Kopuz, akide şekerinin parlak, yapıldığı veya çeşni olarak kullanılan meyve veya maddenin renginin belirgin, tadının ve kokusunun, çeşni veya meyveyle uyumlu olması gerektiğini belirtti.
Baklavada fıstık yerine bezelye
“Merdiven altı” üretiminin halkın sağlığını tehdit ettiğini vurgulayan Kopuz, “Baklava üretiminde kullanılan ceviz ve fıstık gibi maddeler hileye açıktır. Merdiven altı üretim yapanlar ceviz yerine bulgur, fıstık yerine bezelye kullanıyor” değerlendirmelerinde bulundu.

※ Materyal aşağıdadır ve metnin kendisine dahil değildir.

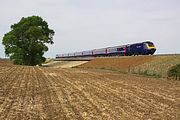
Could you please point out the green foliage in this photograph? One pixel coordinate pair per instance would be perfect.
(25, 43)
(174, 72)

Lokumun görünüşünün, lokumun verildiği şekli koruması gerektiğini de ifade eden Kopuz, lokumun dokusunun, elastik yapıda olması, üzerine bastırıldıktan sonra eski şeklini alabilmesi ve çiğ nişasta lezzetinde olmaması gerektiğinin altını çizdi.
Diyetisyenler uyardı
Uzman Diyetisyen Serpil Tarman, Ramazan Bayramında insanların tatlı tüketimine dikkat etmesi gerektiğini belirtti. Tarman, oruç sonrası bayramın ödül olarak görülmemesi ve fazla miktarda şeker-tatlı yenmemesini tavsiye ederek,”Ramazanda hem bedenimizi hem de nefsimizi dinlendirdik. Bayramda yeme içmeye birden yüklenmek, bu dinlenmiş bedene işkence olur. Onun için insanlar bedenlerine fazla yüklenmeden yemek istediklerinden tadımlık yesinler. Ramazanda tedavi ettiğimiz bedeni birden yormasınlar” diye konuştu.
“Bu bayram baklava değil dondurma veya sütlü tatlı tüketilmeli”
Tarman, diyabet hastalarının bile günde bir tane madlen çikolata tüketebileceğini söyleyerek, kilolu insanlar, kilo almaya meyilli olanlar ve çocukların günde 2-3 madlen çikolatadan fazla tüketmemesi gerektiğini ifade etti. Ramazan Bayramında en fazla tüketilen tatlılardan olan baklavanın ise 1 dilimden fazla tüketilmemesi gerektiğini söyleyen Tarman, sözlerini şöyle sonlandırdı:
“Bu bayram baklava değil dondurma veya sütlü tatlı tüketilmeli. Yaz aylarında tercihimiz hafif sütlü tatlılar veye dondurma şeklinde olmalı. Şeker hastaları ise yedikleri tatlının yanında bir bardak süt veya 2-3 kaşık yoğurt tüketirlerse şeker yavaş emilmiş olur.”